8月19日のお話
「時間、生物学会?」
お盆休みあけ早々2021年8月19日。朝一に呼び出された企画会議で、皆塚カリノは不思議なものを見るような目で企画書を眺めました。
「そうです。最近話題の、時計遺伝子に着目したシャンプーについて記事化できないかなと思って。」
「シャンプー?」
なんでそんな女性誌みたいな企画、と出かかった言葉を慌てて飲み込み、カリノは企画書をめくりました。そこには高級サロンの写真と、そこで提供されているシャンプーの商品写真が続いています。写真のサイズが大きい企画書もまさに女性誌の企画です。
カリノの所属している編集部は基本的には科学技術・文芸学術分野が専門です。いつも企画書はword文書でかかれ、写真は分析図や色のセンスのないグラフばかりです。
新しく来た編集長は女性誌出身らしいよ?と先週先輩に耳打ちされたのを思い出しました。
一応取材先は学術団体ですが、フォーカスするのは高級シャンプーというミスマッチに、カリノは心の中で頭を抱えました。
「これ、そのシャンプー。一瓶で5,000円よ。」
そう編集長に渡されたシャンプーを受け取った瞬間、自分がこの企画を受けることを承諾したことになると気づき、シャンプーを手から離したくなりましたが、値段を聞いた瞬間に”粗末にできない”という感情がむしろ逆の行動、つまりシャンプーを抱き抱えるという動きになってしまいました。
「これじゃ私が、高級シャンプーに釣られたみたいじゃない」
編集長が会議室から出て行ったのを見計らい、カリノはそうひとりごちました。
シャンプーの資料には、時計遺伝子に働きかける、という記述が繰り返し登場しています。カリノは時計遺伝子という言葉は以前から知っていましたが、具体的にどういうものなのか、シャンプーに含まれるだけで遺伝子レベルに働き掛けられるものなのかと疑問で一杯になりました。

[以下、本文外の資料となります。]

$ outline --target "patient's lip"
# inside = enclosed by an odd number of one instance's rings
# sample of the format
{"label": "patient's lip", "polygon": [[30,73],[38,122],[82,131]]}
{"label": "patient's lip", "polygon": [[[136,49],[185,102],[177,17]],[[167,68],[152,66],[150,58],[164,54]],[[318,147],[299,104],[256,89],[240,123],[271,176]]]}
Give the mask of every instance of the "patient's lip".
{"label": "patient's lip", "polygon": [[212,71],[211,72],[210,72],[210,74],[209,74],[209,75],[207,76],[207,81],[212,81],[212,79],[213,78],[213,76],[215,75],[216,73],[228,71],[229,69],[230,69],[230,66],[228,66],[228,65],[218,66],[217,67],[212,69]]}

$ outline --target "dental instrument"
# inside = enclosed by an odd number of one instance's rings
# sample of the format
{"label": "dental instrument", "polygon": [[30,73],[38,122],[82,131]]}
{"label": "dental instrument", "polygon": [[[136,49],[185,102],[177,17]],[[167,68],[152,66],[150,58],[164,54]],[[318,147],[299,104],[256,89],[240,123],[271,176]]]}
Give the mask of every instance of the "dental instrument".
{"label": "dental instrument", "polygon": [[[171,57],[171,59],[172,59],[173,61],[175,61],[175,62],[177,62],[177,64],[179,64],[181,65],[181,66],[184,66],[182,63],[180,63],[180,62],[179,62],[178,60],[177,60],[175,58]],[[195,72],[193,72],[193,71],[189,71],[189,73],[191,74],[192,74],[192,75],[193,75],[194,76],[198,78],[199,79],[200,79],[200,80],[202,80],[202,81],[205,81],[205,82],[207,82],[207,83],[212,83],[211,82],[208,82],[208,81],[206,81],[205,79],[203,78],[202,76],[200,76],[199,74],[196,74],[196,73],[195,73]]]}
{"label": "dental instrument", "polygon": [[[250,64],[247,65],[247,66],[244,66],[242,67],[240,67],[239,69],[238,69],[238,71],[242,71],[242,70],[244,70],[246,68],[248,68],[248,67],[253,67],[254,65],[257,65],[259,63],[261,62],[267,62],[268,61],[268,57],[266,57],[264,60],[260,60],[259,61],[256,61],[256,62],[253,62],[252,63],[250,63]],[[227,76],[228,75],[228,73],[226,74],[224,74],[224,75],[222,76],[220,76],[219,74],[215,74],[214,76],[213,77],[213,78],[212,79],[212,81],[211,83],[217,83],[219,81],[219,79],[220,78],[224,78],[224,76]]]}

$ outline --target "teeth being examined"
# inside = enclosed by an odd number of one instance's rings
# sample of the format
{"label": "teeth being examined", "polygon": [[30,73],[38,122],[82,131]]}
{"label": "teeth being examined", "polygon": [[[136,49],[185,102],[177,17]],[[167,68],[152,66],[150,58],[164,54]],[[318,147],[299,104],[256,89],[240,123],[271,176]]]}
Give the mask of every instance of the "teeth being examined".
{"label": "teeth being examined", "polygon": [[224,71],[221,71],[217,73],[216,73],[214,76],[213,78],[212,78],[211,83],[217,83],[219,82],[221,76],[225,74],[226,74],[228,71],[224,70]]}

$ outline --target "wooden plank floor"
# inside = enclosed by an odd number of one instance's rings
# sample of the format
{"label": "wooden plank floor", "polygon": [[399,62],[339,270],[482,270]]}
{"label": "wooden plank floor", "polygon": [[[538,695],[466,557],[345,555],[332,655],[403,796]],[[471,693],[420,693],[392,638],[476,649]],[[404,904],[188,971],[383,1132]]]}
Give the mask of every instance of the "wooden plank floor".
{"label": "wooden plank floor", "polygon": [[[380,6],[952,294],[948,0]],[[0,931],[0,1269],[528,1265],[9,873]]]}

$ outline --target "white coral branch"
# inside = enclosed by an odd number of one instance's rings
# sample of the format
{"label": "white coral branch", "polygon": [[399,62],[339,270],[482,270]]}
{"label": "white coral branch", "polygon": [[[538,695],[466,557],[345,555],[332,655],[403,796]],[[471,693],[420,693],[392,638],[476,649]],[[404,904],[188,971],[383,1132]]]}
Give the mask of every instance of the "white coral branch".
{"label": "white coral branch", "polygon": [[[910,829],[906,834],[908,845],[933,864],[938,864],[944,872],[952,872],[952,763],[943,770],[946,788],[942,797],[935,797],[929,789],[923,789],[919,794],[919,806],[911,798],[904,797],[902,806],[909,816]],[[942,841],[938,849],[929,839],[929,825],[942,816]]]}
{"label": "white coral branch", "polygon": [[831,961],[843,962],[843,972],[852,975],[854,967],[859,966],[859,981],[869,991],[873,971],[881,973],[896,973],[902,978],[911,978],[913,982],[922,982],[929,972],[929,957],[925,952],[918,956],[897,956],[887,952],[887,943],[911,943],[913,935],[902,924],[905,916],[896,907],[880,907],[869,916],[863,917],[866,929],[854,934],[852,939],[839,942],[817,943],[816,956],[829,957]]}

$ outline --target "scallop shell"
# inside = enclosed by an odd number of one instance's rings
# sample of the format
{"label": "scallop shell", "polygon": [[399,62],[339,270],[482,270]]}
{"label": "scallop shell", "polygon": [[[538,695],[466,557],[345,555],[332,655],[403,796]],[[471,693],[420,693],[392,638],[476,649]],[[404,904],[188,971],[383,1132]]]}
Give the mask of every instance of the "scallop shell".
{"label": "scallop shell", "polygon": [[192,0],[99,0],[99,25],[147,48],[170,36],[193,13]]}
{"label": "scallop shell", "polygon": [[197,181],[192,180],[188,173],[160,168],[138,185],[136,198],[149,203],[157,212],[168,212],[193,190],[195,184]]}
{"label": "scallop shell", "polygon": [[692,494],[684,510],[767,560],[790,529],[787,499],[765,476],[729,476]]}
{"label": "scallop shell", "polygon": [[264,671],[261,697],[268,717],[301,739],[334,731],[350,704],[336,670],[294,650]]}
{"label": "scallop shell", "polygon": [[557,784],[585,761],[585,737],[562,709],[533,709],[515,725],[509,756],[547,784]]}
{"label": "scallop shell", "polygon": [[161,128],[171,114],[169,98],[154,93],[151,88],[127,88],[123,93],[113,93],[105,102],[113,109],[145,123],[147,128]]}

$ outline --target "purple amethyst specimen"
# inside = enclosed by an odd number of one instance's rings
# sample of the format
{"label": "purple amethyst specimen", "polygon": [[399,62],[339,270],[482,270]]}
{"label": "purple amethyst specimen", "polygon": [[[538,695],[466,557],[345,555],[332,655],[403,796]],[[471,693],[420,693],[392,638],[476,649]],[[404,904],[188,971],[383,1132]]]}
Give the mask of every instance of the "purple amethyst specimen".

時計遺伝子とは、と改めて資料を読み返し、メモを取りながら記事にするための説明文を引用します。
時計遺伝子とは、概日リズム(約24時間周期で変動する生理現象で、動物、植物、菌類、藻類などほとんどの生物に存在しているもの。)の発生に必要な遺伝子の一群を指す。概日リズムは、一般的に体内時計とも言う。厳密な意味では、概日リズムは内在的に形成されるものであるが、光や温度、食事など外界からの刺激によって修正される。
最近、40歳前後から発症することが多いと報告されている睡眠相前進症候群についての記事をどこかで読んだことがある、と思い出しながら、カリノはそこに記載のある40歳という年齢に間も無く差し掛かろうとしている自分の立ち位置に一瞬ヒヤリとしました。

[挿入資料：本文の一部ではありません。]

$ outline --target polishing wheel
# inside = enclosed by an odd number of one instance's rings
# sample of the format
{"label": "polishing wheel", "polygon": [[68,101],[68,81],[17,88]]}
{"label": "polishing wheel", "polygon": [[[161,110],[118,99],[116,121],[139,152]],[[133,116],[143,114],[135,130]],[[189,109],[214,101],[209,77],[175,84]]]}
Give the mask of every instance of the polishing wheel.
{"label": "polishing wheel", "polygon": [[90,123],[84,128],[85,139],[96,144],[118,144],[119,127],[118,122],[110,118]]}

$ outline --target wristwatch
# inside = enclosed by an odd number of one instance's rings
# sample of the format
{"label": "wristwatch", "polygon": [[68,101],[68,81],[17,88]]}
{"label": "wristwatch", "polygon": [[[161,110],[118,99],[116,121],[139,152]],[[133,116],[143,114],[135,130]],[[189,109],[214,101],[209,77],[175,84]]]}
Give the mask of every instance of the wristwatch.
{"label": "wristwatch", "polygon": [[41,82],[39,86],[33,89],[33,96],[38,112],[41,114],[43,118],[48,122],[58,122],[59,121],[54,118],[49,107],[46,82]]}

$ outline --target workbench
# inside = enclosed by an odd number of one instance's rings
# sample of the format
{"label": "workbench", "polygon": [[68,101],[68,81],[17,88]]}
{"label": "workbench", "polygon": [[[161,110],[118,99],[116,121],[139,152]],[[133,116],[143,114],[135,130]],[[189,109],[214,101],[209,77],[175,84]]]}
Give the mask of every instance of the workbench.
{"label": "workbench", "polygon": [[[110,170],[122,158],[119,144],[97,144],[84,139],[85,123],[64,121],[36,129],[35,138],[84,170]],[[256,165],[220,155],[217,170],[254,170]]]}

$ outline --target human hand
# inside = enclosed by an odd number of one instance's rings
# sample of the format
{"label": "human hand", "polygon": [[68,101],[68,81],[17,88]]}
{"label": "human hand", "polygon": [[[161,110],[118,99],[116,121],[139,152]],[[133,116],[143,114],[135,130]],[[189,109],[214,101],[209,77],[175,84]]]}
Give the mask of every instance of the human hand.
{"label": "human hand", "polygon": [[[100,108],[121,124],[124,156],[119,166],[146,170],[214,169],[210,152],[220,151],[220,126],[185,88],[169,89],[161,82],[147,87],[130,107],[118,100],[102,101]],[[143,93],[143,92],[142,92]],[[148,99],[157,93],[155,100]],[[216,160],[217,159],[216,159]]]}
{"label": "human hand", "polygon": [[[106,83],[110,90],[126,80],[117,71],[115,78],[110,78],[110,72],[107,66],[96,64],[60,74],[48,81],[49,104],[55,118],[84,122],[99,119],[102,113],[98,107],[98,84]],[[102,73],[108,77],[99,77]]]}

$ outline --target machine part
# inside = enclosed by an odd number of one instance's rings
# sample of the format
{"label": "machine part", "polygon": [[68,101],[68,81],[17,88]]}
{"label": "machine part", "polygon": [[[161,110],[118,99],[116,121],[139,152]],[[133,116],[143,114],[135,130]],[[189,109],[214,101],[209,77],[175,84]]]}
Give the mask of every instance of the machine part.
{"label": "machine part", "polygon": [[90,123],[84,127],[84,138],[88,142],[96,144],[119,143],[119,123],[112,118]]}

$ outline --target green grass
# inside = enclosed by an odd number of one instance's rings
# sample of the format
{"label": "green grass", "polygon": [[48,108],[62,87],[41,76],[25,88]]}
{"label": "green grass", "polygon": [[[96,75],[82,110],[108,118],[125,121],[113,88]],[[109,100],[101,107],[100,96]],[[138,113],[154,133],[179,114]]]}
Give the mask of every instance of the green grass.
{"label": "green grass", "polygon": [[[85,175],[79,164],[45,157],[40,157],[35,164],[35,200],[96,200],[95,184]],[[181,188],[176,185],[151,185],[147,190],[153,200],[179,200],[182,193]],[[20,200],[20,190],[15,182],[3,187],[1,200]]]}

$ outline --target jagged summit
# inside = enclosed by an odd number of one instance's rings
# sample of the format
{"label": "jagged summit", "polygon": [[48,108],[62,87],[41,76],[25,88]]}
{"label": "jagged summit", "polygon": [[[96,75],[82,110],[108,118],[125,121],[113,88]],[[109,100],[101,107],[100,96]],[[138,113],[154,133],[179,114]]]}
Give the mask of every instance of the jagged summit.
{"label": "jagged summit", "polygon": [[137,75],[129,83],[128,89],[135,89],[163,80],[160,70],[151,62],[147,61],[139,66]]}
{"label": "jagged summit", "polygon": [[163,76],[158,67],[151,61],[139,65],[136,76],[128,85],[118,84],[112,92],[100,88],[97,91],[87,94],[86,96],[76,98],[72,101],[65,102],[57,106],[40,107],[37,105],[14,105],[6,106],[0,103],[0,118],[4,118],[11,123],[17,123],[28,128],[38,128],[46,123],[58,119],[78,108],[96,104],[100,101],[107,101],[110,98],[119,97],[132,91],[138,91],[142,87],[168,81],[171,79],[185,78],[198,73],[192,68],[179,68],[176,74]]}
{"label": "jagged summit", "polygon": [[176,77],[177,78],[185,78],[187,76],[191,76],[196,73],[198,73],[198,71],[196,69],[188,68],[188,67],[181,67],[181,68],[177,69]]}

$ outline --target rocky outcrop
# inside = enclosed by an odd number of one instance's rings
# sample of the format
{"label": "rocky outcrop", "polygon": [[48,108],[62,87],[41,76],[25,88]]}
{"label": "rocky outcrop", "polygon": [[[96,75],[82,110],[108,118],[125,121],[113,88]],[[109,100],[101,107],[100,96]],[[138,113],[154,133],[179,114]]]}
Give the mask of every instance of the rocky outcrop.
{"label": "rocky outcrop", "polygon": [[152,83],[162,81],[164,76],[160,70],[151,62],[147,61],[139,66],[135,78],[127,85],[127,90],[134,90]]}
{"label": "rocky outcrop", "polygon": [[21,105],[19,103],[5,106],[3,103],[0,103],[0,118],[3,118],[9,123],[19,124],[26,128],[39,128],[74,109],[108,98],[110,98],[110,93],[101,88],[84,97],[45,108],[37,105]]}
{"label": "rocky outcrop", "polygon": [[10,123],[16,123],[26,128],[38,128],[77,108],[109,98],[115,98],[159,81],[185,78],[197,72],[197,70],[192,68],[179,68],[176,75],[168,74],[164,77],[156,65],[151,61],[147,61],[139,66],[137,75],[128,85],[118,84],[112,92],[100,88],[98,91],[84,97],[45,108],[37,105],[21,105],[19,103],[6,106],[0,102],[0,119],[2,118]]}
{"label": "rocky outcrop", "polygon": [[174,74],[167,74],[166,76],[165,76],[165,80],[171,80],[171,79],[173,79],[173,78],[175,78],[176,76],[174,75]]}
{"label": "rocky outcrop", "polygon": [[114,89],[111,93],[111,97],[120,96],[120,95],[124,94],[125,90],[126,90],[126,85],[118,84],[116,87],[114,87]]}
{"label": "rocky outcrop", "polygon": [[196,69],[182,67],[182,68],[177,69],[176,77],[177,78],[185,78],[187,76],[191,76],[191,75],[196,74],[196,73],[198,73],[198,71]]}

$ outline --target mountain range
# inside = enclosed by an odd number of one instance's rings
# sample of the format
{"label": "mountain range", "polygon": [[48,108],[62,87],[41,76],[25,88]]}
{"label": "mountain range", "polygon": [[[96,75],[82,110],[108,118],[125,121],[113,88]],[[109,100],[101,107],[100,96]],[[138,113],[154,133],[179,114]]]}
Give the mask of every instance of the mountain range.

患者は夕方になると強い眠気を覚え起きていられず、20時前には入眠する。そして、早朝2-3時頃には覚醒してしまい、その後再入眠することができない。就業時間中は覚醒していることができるので、深刻な社会適応の問題が起こることは少ないが、夕方からの社会生活に支障が生じる。生体リズムの過剰な前進による病態であり、就寝前に高照度光を用いて生体リズムを遅らせることで症状が改善する。朝の一定時刻までサングラスなどを用いて太陽光を避けるのも有用である。

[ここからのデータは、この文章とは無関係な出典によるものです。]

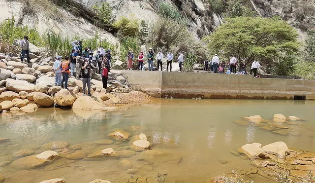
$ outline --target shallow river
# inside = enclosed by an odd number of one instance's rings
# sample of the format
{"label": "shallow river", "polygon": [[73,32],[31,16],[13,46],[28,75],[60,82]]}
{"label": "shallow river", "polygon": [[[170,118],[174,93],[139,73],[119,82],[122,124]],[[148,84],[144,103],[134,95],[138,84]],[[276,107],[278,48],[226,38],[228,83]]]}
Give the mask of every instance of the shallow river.
{"label": "shallow river", "polygon": [[[250,161],[231,153],[247,143],[264,146],[283,141],[289,147],[315,151],[315,101],[168,99],[107,112],[50,109],[31,114],[2,114],[0,138],[9,140],[0,142],[0,164],[14,161],[12,154],[22,149],[39,153],[46,150],[43,145],[53,141],[86,146],[86,154],[109,147],[119,153],[128,149],[132,142],[114,141],[108,145],[95,143],[110,139],[108,134],[118,129],[129,132],[130,137],[145,134],[151,145],[148,150],[162,155],[152,157],[145,152],[137,152],[126,158],[74,160],[65,157],[75,152],[67,148],[59,153],[63,157],[45,166],[23,170],[9,164],[0,167],[0,174],[5,177],[5,183],[37,183],[62,178],[67,183],[100,179],[117,183],[134,182],[138,177],[138,183],[145,182],[143,178],[147,177],[153,183],[161,183],[164,179],[164,183],[206,182],[233,169],[250,168]],[[275,113],[304,120],[280,124],[291,132],[284,136],[233,122],[256,114],[272,121]],[[124,159],[130,162],[134,174],[118,165]]]}

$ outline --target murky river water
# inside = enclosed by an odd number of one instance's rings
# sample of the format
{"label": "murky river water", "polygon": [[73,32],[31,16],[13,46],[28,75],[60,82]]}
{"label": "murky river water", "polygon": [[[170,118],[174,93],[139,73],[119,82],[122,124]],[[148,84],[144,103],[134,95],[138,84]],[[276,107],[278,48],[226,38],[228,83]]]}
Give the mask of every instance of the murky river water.
{"label": "murky river water", "polygon": [[[74,160],[66,156],[75,151],[67,148],[59,153],[62,158],[45,166],[25,170],[8,164],[0,167],[0,174],[5,177],[5,183],[37,183],[62,178],[67,183],[101,179],[117,183],[134,182],[138,177],[138,183],[145,182],[143,177],[153,183],[164,179],[164,183],[206,182],[209,178],[233,169],[250,168],[250,161],[231,153],[247,143],[263,146],[283,141],[289,147],[315,151],[315,107],[313,101],[169,99],[119,111],[53,111],[51,109],[30,114],[2,114],[0,138],[9,140],[0,142],[0,164],[14,161],[12,154],[21,149],[39,153],[46,150],[43,145],[53,141],[86,146],[86,154],[109,147],[119,153],[128,149],[132,142],[95,143],[110,139],[108,134],[117,129],[130,133],[131,137],[145,134],[152,146],[149,150],[162,155],[153,158],[145,152],[137,152],[129,157]],[[285,136],[233,122],[243,120],[242,116],[256,114],[272,121],[275,113],[295,115],[304,121],[281,124],[291,132]],[[130,162],[134,175],[118,166],[124,159]],[[159,173],[167,175],[158,176]]]}

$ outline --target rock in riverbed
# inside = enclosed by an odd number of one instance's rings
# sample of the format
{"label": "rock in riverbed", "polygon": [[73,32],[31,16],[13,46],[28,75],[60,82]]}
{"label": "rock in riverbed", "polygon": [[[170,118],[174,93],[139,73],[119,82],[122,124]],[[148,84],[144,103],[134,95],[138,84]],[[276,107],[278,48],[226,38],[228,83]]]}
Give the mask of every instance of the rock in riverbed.
{"label": "rock in riverbed", "polygon": [[42,181],[38,183],[64,183],[65,180],[64,179],[53,179],[50,180],[46,180]]}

この厚生労働省の説明文を読んだ時、深刻な社会問題にはならなくても、何かが狂ったままの状況が長く続くことは決して健全なことではないのに。と、あまり問題視されていないような風潮に違和感を覚えたのも、資料を探している時に思い出しました。
カリノ自身が不規則な生活をしている引目もあり、とりあえず、”顕在化しない社会問題への警笛をならす学術的アプローチの仕事”と自分を納得させながら、シャンプーを持って帰宅します。
何か変わるものなのか、と、帰宅後、早速シャワーを浴びる時に使ってみましたが、香りがリゾートっぽくて華やかなこと以外、あまり実感は湧きません。そもそも遺伝子レベルへの変化というものを実感すると言うのも無理な話です。
とりあえず、学会へアポイントをとり、こういう商品についての見解をもらおう。そんなことを考えながら、とりあえずメールだけ送信しておいて、今日は早く寝よう、とカリノは眠りにつきました。
明け方の4時頃、いつもより早く目が覚めたカリノは、メールの新着を知らせるアイコンをスマホの中に見つけました。なんとなく予感していた通り、それは先ほどメールを送った時間生物学会からの返信でした。
どうやら返信をしてきてくれたのは、事務局ではなく事務局を兼務している若手の研究者のようでした。
「学者って、そうなのよね。睡眠時間を取らないと健康に悪いということを証明するような仕事をしていても、自分は意外と不規則だったりする。」
そう呟いて、メールを開くと、簡潔な文章でこんなことが書いてありました。
「そういう商品についてのコメントは控えさせていただいております。しかし、その成分の効果如何は別にして、そのシャンプーはユーザーの健康の一助になっていると私は考えます。」
どういうこと?と怪訝な顔をして、ベッドから起き上がってスマホを持ち直すと、彼女は続きを読み進めました。
「普段は大変マイナーな時計遺伝子という言葉を世に出して、そういう業界から一番遠そうな女性たち(特に商品を拝見しますと40代以上の経済力のある方がターゲットのようですね)に届けている。きっと、あなたやこの企画を作ってくださった会社の方のように、そういう人は必ず時計遺伝子は何かをWEBサイトで調べるでしょう。そして、調べるうちに、概日リズムのこと、それが狂う病のことを知り、気を付けるようになるのではないでしょうか。それだけで、十分、そのシャンプーは役割を果たしているように思えます。
ご希望通りの回答ができず、お役に立てないことは申し訳ありません。」
カリノは、最後までメールを読むと、フゥッとベッドに倒れ込みました。外はうっすら明るくなっていますが、ベッドに倒れ込むと、再び眠たくなりました。そういう現象を鑑みて、「私は睡眠相前進症候群ではなさそうね」と安心しながら再び眠りにつきました。
朝、どうしたものかと思いながら出社してみると、編集長がスレ違いざまにカリノの髪の香りに気づき「使ったのね!どうだった?」と話しかけてきました。
「あの、編集長。」
やっぱりこれは、うちの企画じゃないですよ。そう言いたくて振り返ったのですが、みょうに艶やかで女らしい髪の毛を横に流している編集長のキラキラした笑顔を目の前に、カリノは再び言葉を飲み込みました。
「シャンプー、時計遺伝子、面白いですね。」
学会からの取材を断られたことすら言えず、カリノは当たり障りのない返答をしながら微笑み返します。こうなったら、なんとかこの素材でそれっぽい記事を書かなければいけません。シャンプーと言わず、時計遺伝子に働き掛ける成分の方にフォーカスするか、もしくは時計遺伝子の社会ニーズに振り切るか。社会ニーズの方にするなら、コンノ先輩にも相談したいところです。
「5,000円のシャンプーの代償は大きい。」
ガックリと肩を落としながら、カリノは大きなため息をつきました。